La mémoire est un élément crucial de la vie. Sans elle, impossible d’apprendre. Et sans apprentissage, pas d’invention, de progrès, de civilisation. D’un autre côté, oublier certaines expériences, surtout traumatisantes, peut aider à retrouver une santé mentale et les fonctions qui s’y rapportent. La clé de tout ceci réside dans la compréhension de la façon dont le cerveau crée des souvenirs, les retient et se les remémore au besoin. Or, des scientifiques de l’EPFL ont développé un modèle mathématique pour décrire de quelle manière les réseaux de neurones génèrent la mémoire. Publié dans Nature Communications, ce modèle pourrait clarifier des théories de longue date de formation des souvenirs, et modifier la façon dont nous comprenons, simulons et même altérons la formation de la mémoire.

« Fire together, wire together »

Les neurones génèrent des réseaux par le biais de connexions spécialisées appelées « synapses ». Un neurone qui envoie un signal via une synapse est dit « présynaptique », un neurone qui le reçoit « postsynaptique ». Les synapses ont une plasticité élevée et permettent aux neurones de changer leur vitesse et leur intensité de communication.
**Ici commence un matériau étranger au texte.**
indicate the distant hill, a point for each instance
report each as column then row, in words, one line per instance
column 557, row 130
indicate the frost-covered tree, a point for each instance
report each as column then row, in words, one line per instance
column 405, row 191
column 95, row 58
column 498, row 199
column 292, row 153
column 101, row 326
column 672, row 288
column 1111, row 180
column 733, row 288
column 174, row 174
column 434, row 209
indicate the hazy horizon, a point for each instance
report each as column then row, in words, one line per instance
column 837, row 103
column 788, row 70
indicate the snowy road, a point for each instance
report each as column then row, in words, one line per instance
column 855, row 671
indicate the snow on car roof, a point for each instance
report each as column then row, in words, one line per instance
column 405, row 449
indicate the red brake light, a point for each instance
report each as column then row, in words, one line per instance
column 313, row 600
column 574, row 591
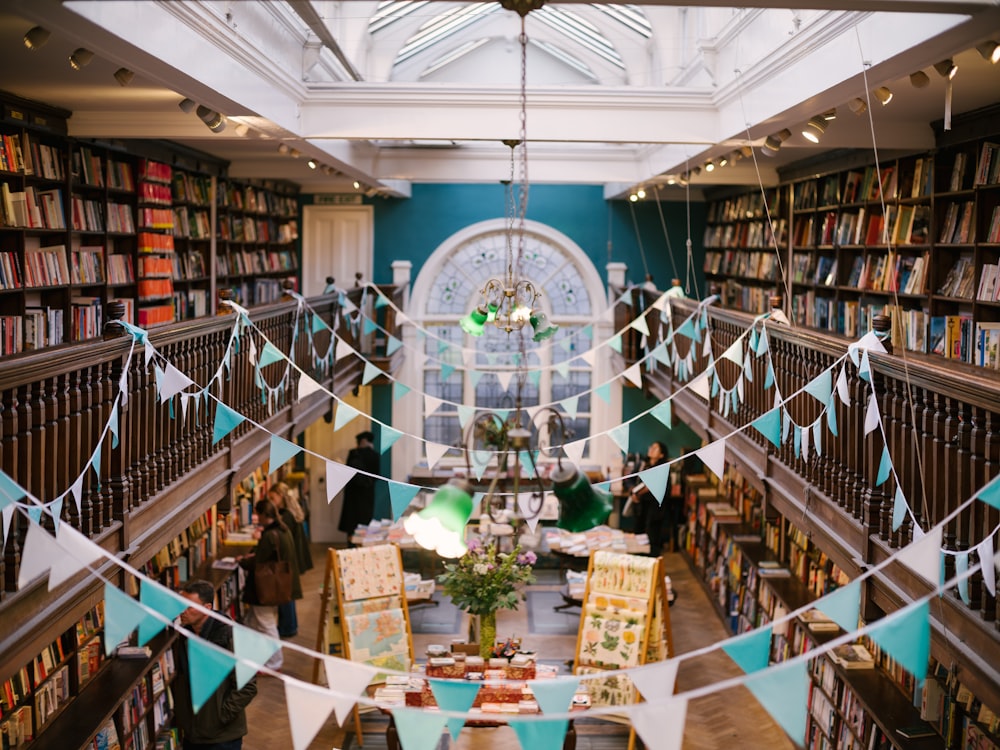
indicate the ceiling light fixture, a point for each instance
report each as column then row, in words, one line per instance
column 36, row 38
column 946, row 68
column 80, row 58
column 124, row 76
column 990, row 51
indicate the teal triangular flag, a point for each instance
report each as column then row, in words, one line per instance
column 884, row 465
column 540, row 734
column 656, row 480
column 906, row 636
column 210, row 665
column 768, row 424
column 751, row 650
column 783, row 691
column 249, row 645
column 387, row 436
column 620, row 435
column 843, row 605
column 400, row 496
column 663, row 411
column 226, row 420
column 270, row 355
column 281, row 452
column 454, row 695
column 161, row 599
column 418, row 729
column 990, row 494
column 899, row 508
column 821, row 387
column 122, row 614
column 345, row 413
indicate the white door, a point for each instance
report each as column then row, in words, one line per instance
column 337, row 241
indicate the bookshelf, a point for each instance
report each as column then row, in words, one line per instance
column 916, row 236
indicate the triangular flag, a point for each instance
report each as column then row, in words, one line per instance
column 634, row 375
column 337, row 477
column 371, row 372
column 660, row 725
column 345, row 413
column 656, row 480
column 122, row 614
column 418, row 729
column 434, row 452
column 270, row 355
column 400, row 496
column 351, row 678
column 768, row 424
column 713, row 456
column 281, row 452
column 619, row 435
column 387, row 436
column 783, row 691
column 906, row 636
column 226, row 420
column 751, row 650
column 251, row 646
column 843, row 605
column 454, row 695
column 923, row 555
column 160, row 599
column 663, row 412
column 209, row 666
column 872, row 416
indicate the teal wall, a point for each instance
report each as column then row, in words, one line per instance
column 412, row 228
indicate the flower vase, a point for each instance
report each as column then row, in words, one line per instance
column 487, row 634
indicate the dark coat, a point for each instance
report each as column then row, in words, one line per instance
column 359, row 494
column 272, row 540
column 223, row 716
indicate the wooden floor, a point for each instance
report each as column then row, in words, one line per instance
column 719, row 720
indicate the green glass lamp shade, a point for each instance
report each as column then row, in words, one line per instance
column 441, row 525
column 542, row 326
column 581, row 505
column 473, row 323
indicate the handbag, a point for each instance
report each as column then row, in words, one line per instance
column 273, row 581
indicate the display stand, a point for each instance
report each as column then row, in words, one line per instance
column 624, row 593
column 364, row 612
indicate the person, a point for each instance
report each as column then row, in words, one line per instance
column 359, row 494
column 651, row 512
column 275, row 541
column 221, row 723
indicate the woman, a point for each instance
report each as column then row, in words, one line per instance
column 275, row 543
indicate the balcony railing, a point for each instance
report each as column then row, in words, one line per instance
column 165, row 470
column 941, row 423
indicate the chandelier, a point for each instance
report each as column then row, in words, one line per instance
column 510, row 303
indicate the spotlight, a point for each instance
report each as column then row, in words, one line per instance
column 36, row 38
column 946, row 68
column 124, row 76
column 80, row 58
column 989, row 49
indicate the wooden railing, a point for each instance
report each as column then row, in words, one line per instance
column 942, row 428
column 165, row 470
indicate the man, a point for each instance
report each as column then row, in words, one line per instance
column 359, row 494
column 221, row 723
La plasticité synaptique est aujourd’hui considérée comme la base de notre apprentissage et de la formation de notre mémoire.

La théorie dominante de plasticité synaptique, baptisée d’après Donald Hebb, un éminent neuroscientifique, stipule qu’une synapse devient plus forte lorsque le neurone présynaptique décharge de façon répétée et stimule son homologue postsynaptique pour qu’il décharge aussi. Dans ces synapses hebbiennes, les neurones qui déchargent ensemble se lient entre elles (« fire together, wire together »). Toutefois, un tel modèle de plasticité n’est pas capable de simuler avec précision la formation de la mémoire, car il ne prend pas en compte des facteurs biologiques externes - et toutes les synapses ne sont pas hebbiennes.

Un modèle réaliste de mémoire

Or, une équipe de recherche menée par Wolfram Gerstner de l’EPFL a désormais développé un modèle de plasticité hebbienne qui réussit là où ses prédécesseurs ont tous échoué. Les scientifiques se sont intéressés à la formation de ce que l’on appelle « assemblages mémoriels », soit des réseaux de neurones connectés à travers des synapses qui peuvent stocker un segment donné de mémoire. Quand un souvenir est ravivé, ses assemblages spécifiques reconstituent son tout.

Les chercheurs ont utilisé un modèle de réseau neuronal de troisième génération appelé « réseau de neurones impulsionnels» (RNI). Lorsqu’un neurone lance un signal (une impulsion) dans un RNI, celui-ci voyage jusqu’aux autres neurones, qui y répondent de façon adapté en augmentant ou en diminuant leur propre capacité à lancer un signal, et donc en renforçant ou en affaiblissant la connexion.

A synapses différentes, délais différents

L’équipe de Gerstner a simulé des centaines de RNI afin d’explorer les différents types de synapses et les multiples formes de plasticité synaptique à des laps de temps variés. Les simulations obtenues suggèrent que la formation de la mémoire et son activation constituent une combinaison bien orchestrée de règles hebbiennes et non hebbiennes de plasticité synaptique. En d’autres termes, la formation des assemblages de mémoire ne dépend pas seulement de signaux provenant du neurone présynaptique, mais également de l’apport de neurones externes qui modulent indirectement la force de la synapse.

Le temps est également un composant clé de cette stimulation. Une fois la mémoire assemblée, les souvenirs ont pu être réactivés des jours après en excitant de façon sélective l’activité de neurones spécifiques dans l’assemblage mémoriel. En général, le modèle des chercheurs suggère que la grande diversité de plasticité synaptique du cerveau (hebbienne ou non, ou même d’autres types) est clairement « orchestrée pour atteindre des objectifs fonctionnels communs ».

Les scientifiques ont pu dériver un algorithme complexe de ces résultats, qui est aujourd’hui la représentation la plus précise de ce phénomène complexe. Cet algorithme peut être adapté pour aider à développer les prochaines simulations de formation et d’activation des souvenirs, qui seront susceptibles d’améliorer notre connaissance globale du cerveau. En outre, ces découvertes pourront influencer nos stratégies de traitement de souvenirs traumatiques et même améliorer l’éducation. « Si nous comprenons comment les synapses collaborent pour forger ou démanteler des réseaux mémoriels, nous ferons progresser des domaines comme la cognition et la psychothérapie, » déclare Gerstner.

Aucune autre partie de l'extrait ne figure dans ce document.